Clinical adoption of checkpoint inhibitors to treat a variety of solid tumor types has changed the way oncologists treat cancer in recent years. Although some patients respond dramatically to these drugs, many do not. While existing biomarkers such as PD-L1 expression are being used to help identify some patients well-suited for these drugs, these tests may be either imperfect predictors or infeasible to use due to limited tumor biopsy tissue. Now, UC San Diego investigators have demonstrated that the Guardant360 assay, the leading comprehensive liquid biopsy, may be able to non-invasively identify patients who benefit most from these drugs.
"Considering the high costs and complications associated with immunotherapy, finding biomarkers that predict which patients will respond best to immunotherapy is of utmost importance," said Razelle Kurzrock, MD, Director of the Center for Personalized Cancer Therapy at the University of California San Diego Moores Cancer Center and the study's senior author. "We show, for the first time, that a blood test that measures genomic alterations shed from the tumor into the circulation can help determine which patients are likely to respond."
Genomic testing in several advanced cancer types helps doctors match their patients to targeted therapies that are often more effective and less toxic than traditional chemotherapy. "These results also show the potential use of liquid biopsies for assisting immunotherapy decision making," said Richard Lanman, MD, Guardant Health's Chief Medical Officer. "Comprehensive genotyping before first-line immunotherapy is critical to identify EGFR, ALK, ROS1, and MET alterations, as these predict lack of response to checkpoint inhibitors while providing patients with a targeted therapy treatment option," Lanman said. "Here Dr. Yulian Khagi, Dr. Kurzrock, and team have shown that Guardant360 may help predict benefit of immunotherapy with a single blood test, by identifying hyper-mutated tumors noninvasively."
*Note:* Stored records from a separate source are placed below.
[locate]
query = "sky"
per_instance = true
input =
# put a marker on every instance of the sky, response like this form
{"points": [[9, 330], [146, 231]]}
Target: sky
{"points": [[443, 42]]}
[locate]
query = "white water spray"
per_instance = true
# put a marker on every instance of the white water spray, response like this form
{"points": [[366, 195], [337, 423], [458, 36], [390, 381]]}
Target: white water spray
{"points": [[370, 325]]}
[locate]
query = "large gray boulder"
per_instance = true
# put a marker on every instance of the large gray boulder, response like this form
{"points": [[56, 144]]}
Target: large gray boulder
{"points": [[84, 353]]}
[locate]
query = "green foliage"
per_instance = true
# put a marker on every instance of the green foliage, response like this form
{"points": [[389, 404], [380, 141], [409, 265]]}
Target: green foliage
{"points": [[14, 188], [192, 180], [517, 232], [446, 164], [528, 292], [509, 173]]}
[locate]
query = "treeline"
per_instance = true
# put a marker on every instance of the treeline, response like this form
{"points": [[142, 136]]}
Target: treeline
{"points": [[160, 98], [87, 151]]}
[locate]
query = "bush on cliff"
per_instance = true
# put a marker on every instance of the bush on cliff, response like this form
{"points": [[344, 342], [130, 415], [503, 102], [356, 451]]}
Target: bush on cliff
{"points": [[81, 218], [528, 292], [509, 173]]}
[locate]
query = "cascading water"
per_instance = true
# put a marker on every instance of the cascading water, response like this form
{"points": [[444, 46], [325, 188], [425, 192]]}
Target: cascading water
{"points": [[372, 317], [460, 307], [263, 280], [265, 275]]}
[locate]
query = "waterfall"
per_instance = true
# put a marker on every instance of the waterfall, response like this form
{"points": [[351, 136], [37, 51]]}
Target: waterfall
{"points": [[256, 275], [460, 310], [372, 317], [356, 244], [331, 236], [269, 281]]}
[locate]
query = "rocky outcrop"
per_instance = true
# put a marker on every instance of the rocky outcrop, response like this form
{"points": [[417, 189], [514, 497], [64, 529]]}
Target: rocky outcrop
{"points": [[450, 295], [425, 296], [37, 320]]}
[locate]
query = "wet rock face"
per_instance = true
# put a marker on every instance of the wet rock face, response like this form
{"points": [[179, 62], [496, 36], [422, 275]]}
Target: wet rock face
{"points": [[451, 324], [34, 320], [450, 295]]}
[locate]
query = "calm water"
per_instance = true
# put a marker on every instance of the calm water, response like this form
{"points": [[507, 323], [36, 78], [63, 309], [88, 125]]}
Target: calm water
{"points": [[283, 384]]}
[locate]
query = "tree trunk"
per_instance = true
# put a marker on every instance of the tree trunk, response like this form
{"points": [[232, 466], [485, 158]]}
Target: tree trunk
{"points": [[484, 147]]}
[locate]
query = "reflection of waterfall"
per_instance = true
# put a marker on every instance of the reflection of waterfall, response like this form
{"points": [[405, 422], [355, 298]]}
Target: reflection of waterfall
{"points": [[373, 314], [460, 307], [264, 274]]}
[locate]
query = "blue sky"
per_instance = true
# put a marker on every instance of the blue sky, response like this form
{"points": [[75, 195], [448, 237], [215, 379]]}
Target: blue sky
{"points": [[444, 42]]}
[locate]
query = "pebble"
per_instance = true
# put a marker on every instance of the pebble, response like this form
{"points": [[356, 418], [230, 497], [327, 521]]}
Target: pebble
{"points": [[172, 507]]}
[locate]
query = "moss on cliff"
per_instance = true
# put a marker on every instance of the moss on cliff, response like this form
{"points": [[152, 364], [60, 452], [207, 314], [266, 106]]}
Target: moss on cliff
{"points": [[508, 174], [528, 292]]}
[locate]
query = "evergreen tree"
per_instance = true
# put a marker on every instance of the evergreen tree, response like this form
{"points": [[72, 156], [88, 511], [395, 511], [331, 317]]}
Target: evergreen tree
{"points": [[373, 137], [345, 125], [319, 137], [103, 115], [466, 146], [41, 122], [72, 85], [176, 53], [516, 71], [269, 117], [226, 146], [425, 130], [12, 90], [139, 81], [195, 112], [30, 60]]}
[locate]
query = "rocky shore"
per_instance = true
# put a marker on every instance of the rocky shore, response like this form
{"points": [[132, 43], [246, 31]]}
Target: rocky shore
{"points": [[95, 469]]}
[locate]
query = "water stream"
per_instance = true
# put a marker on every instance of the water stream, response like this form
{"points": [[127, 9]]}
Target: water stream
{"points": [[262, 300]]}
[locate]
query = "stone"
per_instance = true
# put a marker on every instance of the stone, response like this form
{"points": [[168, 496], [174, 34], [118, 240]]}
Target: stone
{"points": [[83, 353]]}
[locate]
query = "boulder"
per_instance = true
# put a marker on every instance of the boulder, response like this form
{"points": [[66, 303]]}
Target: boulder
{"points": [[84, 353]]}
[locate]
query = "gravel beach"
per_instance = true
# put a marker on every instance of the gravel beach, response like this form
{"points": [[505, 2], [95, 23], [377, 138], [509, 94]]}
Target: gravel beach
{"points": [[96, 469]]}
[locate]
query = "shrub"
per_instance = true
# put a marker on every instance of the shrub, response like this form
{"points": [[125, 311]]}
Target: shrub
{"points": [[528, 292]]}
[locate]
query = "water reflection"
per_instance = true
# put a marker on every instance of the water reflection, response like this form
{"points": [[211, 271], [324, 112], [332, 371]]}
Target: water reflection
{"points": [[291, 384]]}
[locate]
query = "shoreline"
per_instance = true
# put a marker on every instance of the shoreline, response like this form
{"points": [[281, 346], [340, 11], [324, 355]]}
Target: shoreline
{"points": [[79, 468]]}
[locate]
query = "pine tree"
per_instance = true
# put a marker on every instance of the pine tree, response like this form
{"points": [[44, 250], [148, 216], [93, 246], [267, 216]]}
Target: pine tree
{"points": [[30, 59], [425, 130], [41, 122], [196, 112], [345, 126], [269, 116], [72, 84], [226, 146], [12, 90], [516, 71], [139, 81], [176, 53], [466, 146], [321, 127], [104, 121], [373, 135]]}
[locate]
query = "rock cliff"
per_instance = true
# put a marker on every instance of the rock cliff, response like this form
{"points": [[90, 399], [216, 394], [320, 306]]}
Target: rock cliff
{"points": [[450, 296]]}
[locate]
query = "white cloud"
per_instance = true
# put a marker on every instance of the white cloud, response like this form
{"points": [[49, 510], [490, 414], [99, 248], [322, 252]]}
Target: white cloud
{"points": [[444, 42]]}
The Guardant360 assay, the most widely used comprehensive liquid biopsy, was introduced in 2014. It has been ordered more than 50,000 times by more than 3,500 oncologists to look for somatic genomic alterations associated with targeted therapies in the tumor DNA of patients with advanced cancer. It is supported by more than 30 peer-reviewed journal publications that address its analytical validity, clinical validity, and clinical utility.
About Guardant Health
Guardant Health is focused on conquering cancer by using its breakthrough blood-based assays, vast data sets, and advanced analytics. Using both molecular and digital tools, Guardant Health is addressing challenges across the cancer care continuum. The company has raised more than $500 million from leading investors. Its first product, the Guardant360 assay, came to market in 2014, and is now the most widely ordered comprehensive liquid biopsy commercially available. In 2016, it announced Project LUNAR, an effort to apply Guardant Health's technology platform to early detection, recurrence monitoring, and assessing minimal residual disease. Guardant Health and Guardant360 are registered trademarks of Guardant Health, Inc.